RDataFrame filter result incorrect

beojan · October 20, 2018, 1:13pm

I have three filters which should split my data into three categories:

auto boosted = df.Filter("event.truth_type==2", "boosted");
auto intermediate = df.Filter("event.truth_type==1", "intermediate");
auto resolved = df.Filter("event.truth_type==0", "resolved");

However, the cutflow report reads:

boosted   : pass=5454       all=89389      --    6.101 %
intermediate: pass=36263      all=89389      --   40.568 %
resolved  : pass=54524      all=89389      --   60.996 %

I.e. the three categories add up to more than 100%. Comparing to the result of TTree::Draw, it seems the problem is with the resolved filter.

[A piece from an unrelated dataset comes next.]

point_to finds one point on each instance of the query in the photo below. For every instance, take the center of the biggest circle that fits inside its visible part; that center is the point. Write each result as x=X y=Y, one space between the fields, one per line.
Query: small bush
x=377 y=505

eguiraud · October 20, 2018, 4:26pm

Wow that’s weird, thanks for reporting.
Could you provide a minimal reproducer that we can run and debug?

Cheers,
Enrico

beojan · October 21, 2018, 5:24pm

The macro is:

void ProcessTruth(std::string filename) {
    using namespace std;
    using namespace ROOT;
    ofstream out("TruthSummary.csv", ios::app);
    RDataFrame df("fullmassplane", filename);
    auto boosted = df.Filter("event.truth_type==2", "boosted");
    auto intermediate = df.Filter("event.truth_type==1", "intermediate");
    auto resolved = df.Filter("event.truth_type==0", "resolved");
    auto correct_selection = resolved.Filter("event.truth_h1_j1 && event.truth_h1_j2 && event.truth_h2_j1 && event.truth_h2_j2", "correct_sel");
    auto correct_pair = resolved.Filter("event.truth_h1_j1==1 && event.truth_h1_j2==1 && event.truth_h2_j1==2 && event.truth_h2_j2==2", "correct_pair");
    auto wrong_selection = resolved.Count().GetValue() - correct_selection.Count().GetValue();
    auto wrong_pair = correct_selection.Count().GetValue() - correct_pair.Count().GetValue();
    out << filename << "," << boosted.Count().GetValue() << "," << intermediate.Count().GetValue() << "," << resolved.Count().GetValue() << ","
        << correct_pair.Count().GetValue() << "," << wrong_pair << "," << wrong_selection << std::endl;
    df.Report()->Print();

}

The file I’m running on is at /eos/user/b/bstanisl/DebugFile/M1200/M1200.root and shared with @eguiraud and sft-root.

beojan · October 22, 2018, 9:51am

The correct_selection and correct_pair filters also return 0. Doing the same thing with root_pandas shows that this is also incorrect.

EDIT:
Working interactively (root -l) in LCG 94 Python 3:

root [0] using namespace ROOT;
root [1] RDataFrame df("fullmassplane", "M1200.root")
(ROOT::RDataFrame &) A data frame built on top of the fullmassplane dataset.
root [2] .ls
root [3] df.Filter("event.truth_type==0").Count()
(ROOT::RDF::RResultPtr<ULong64_t>) @0x58edf30
root [4] df.Filter("event.truth_type==0").Count().GetValue*(
root (cont'ed, cancel with .@) [5]
root (cont'ed, cancel with .@) [5].@
root [6] df.Filter("event.truth_type==0").Count().GetValue()
(const unsigned long long) 47672
root [7] df.Filter("event.truth_type==0").Count().GetValue()
(const unsigned long long) 54524

The incorrect value is only returned if another filter has been added already.

eguiraud · October 22, 2018, 9:35pm

Thanks for the update.
This is now ROOT-9743, let’s continue the discussion there.

I’m not sure I will have time to look into it before next week, but in any case it’s very close to the top of the priority queue

Cheers,
Enrico

system · November 5, 2018, 9:35pm

This topic was automatically closed 14 days after the last reply. New replies are no longer allowed.